I am a categorical opponent of the death penalty. Obviously, it does not affect the crime situation.
Pavel Krasheninnikov, head of the State Duma Committee on State Construction and Legislation
Chairman of the Federation Council Valentina Matvienko also agrees with her colleague. According to her, at one time Russia made a civilizational choice: “And I am a supporter of the fact that the vector does not need to be changed, that there is no need to introduce the death penalty. This cannot be done." Former USSR President Mikhail Gorbachev shares a similar point of view: “I am against the death penalty. A lot of mistakes. Ineffective. And it's pointless."
State Duma deputy Yevgeny Primakov spoke out for the return of the “capital punishment”: “I want the death penalty to be restored in our country for violent crimes against children and the helpless, terrorism, betrayal of the Motherland and corruption on a scale that threatens the country, which is tantamount to betrayal.” His point of view on lifting the moratorium was supported by Sergei Mironov and Gennady Zyuganov, leaders of A Just Russia and the Communist Party of the Russian Federation.

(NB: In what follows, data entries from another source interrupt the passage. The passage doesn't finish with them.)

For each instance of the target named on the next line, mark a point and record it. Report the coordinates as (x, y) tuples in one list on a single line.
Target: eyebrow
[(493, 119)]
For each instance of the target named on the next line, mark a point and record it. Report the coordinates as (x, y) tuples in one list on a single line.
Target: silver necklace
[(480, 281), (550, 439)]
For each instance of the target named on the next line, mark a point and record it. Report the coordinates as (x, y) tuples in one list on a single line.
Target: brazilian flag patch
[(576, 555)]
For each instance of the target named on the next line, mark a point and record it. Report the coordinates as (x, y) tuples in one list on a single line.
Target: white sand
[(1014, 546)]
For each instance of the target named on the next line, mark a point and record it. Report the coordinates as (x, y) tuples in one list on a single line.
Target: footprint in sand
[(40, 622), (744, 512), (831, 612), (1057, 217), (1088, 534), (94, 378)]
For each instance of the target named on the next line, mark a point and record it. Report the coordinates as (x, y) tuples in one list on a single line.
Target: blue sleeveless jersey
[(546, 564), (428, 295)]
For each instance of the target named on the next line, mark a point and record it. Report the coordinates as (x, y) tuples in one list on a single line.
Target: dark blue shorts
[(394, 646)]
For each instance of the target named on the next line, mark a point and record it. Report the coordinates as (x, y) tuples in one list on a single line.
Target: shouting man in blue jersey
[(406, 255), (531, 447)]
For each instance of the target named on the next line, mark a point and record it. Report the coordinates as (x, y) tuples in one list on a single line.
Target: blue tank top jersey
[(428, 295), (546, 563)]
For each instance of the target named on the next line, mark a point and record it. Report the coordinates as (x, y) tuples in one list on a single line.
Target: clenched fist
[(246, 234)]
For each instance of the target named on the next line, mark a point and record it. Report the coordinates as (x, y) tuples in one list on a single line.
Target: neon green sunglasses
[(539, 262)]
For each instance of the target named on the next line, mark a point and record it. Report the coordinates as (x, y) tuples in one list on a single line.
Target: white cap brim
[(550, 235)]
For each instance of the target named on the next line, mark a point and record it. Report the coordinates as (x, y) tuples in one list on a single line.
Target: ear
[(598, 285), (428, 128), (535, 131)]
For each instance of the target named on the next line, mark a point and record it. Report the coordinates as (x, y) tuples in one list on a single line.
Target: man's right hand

The first deputy chairman of the State Duma Committee on State Construction and Legislation, Yuri Sinelshchikov, even advocated holding a referendum on this issue in Russia. He himself believes that we are talking about using the death penalty in very limited cases: “According to my estimates, the court could pass five, maximum 10 such sentences. I just take things into account in my mind and say that this would not be so often, but this measure should exist.”
Well, how are we left without the death penalty for people who blew up houses, killing dozens, hundreds of people in Moscow! Well, why should this person stay on earth, breathe the same air as us, why should he still be on our budget, why should his people feed him? This is a complete anachronism in general. Why does this person have to exist? This is not a person, this is some kind of biological creature that is not a person, because elementary morality is incomprehensible to this person.
Yuri Sinelshchikov, first deputy chairman of the State Duma Committee on State Construction and Legislation
The parliamentarian added that the death penalty should exist for terrorists and pedophiles who re-offend. At the same time, Vladimir Putin's press secretary Dmitry Peskov emphasized that the issue of abolishing the death penalty is not being discussed in the Kremlin.